The Burning World (Warm Bodies #2)(9)
Julie and Nora are silent, standing over the dead body like mourners at a funeral. I’m surprised to see a glint of moisture in Julie’s eyes. It took her days to shed a tear for her father’s horrific death; why should a stranger’s bittersweet passing affect her like this?
“Julie?” I say softly. She doesn’t respond. “You okay?”
She pulls her eyes away from the corpse and furtively rubs them dry, but the redness remains. “I’m fine. It’s just sad.”
Nora pulls the mask and goggles off her face and drops them on the floor, and just before she turns away to wash her hands, I glimpse a similar redness in her eyes. Have I missed something? What I just saw was gruesome and tragic, yes, but also beautiful. I saw a woman pull herself out of her grave and climb up to whatever’s next. I saw a woman save her own soul. What did they see?
THERE IS LITTLE CONVERSATION as the three of us make our way toward the community center. The two women are usually as talkative as I am taciturn, and I’m used to floating behind them in their conversational wake. But today they say nothing, so nothing is said. It’s so awkward I’m about to do something unthinkable like comment on the weather, when Julie finally breaks the silence.
“By the way, Nora,” she says, as if making a brief aside in the flow of a busy dialogue, “can you stop saying ‘you guys’ when you’re talking about zombies? R isn’t a zombie.”
Nora chuckles and doesn’t reply.
“Nora. I’m serious.”
“Am I offending you, R?” Nora asks with mock earnestness.
I shrug.
“You’re offending me,” Julie says.
Nora sighs. “My apologies to you both. You’re not a zombie, R, I’m sure your dick gets rock hard.”
Julie stops walking. “What is your problem?”
Nora stops a few steps ahead. “I just didn’t think people got offended by trivial shit anymore.”
“It’s not trivial to him.”
“He just shrugged, didn’t he?”
“He always shrugs. He’s a shrugger. But he fought hard to pull himself out of that hell and he’s still fighting it every day, so you could at least give him the courtesy of calling him a human being.”
Nora purses her lips. She looks chastised, but there’s something boiling in her that won’t let her cede. “Fine. Sorry for dehumanizing you, R.” She wiggles her left hand’s four remaining fingers. “Eat a few of these and call us even?”
She walks off without waiting for a response and we stare at her back. The last time either of us saw Nora, she was helping Rosso with some Citi planning issues and getting ready to start full-time work at the Morgue. She was stressed, a little anxious, but mostly excited. Like Julie, like all of us, she watched the steady stream of recovering Dead trickling in from the city and saw it as the beginning of a coup against death’s cruel regime. Like all of us, she was brimming with hope and couldn’t wait to join the fight. But since we last saw her—two weeks ago? Maybe three?—something has changed. Is it just the strain of her new job? She’s a half-trained medical student thrust into the most horrific ER in history. Yet I’m doubtful it’s anything so simple. Nora has weathered too much horror in her life to be undone by work stress.

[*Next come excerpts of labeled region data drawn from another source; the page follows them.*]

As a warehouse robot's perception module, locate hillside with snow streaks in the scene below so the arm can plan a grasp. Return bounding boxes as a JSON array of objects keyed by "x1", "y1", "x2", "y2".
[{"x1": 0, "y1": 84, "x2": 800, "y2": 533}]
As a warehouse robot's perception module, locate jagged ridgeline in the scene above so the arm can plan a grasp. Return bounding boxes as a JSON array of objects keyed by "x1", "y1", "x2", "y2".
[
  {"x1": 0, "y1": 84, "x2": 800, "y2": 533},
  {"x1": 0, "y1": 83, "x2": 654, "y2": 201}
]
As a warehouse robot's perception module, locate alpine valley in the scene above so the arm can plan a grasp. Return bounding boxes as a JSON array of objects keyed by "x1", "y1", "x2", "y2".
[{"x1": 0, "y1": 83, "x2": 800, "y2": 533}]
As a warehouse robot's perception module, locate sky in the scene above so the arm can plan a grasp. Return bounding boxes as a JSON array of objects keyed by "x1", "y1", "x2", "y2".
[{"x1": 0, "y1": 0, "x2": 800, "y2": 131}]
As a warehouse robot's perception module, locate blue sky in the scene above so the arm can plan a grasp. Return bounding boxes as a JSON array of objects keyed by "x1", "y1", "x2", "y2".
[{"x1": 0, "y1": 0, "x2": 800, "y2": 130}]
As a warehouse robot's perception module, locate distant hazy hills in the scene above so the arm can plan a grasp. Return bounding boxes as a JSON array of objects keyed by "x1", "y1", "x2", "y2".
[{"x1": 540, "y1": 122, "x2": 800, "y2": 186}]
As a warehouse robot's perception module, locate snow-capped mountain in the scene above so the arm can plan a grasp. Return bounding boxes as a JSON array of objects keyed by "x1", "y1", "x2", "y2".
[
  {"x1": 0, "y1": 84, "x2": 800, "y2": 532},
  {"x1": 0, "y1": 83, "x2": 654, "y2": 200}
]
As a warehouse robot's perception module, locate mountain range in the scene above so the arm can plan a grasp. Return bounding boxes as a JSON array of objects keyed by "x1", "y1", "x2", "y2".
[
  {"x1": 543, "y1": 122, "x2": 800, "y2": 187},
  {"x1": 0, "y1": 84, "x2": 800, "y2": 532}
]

“Well,” Julie sighs as Nora disappears into the community center, “this day’s off to a great start.”
Helicopters rumble in the distance like deep, distorted laughter.
? ? ?
The stadium never intended to be a city. It began with a few scared refugees throwing blankets on the field, then building a few shanties, then bigger and bigger shanties that became a mass of primitive high-rises. But there was never a blueprint. Nothing about the place is well-planned or logical, least of all the community center: an architectural chimera cobbled together from pieces of countless other buildings. No two surfaces match, and one wall of the meeting hall clearly belonged to a McDonald’s—the mural of a coal-eyed clown leading an army of mutated foodstuffs can be distracting during meetings, but today’s builders can’t say no to a free wall.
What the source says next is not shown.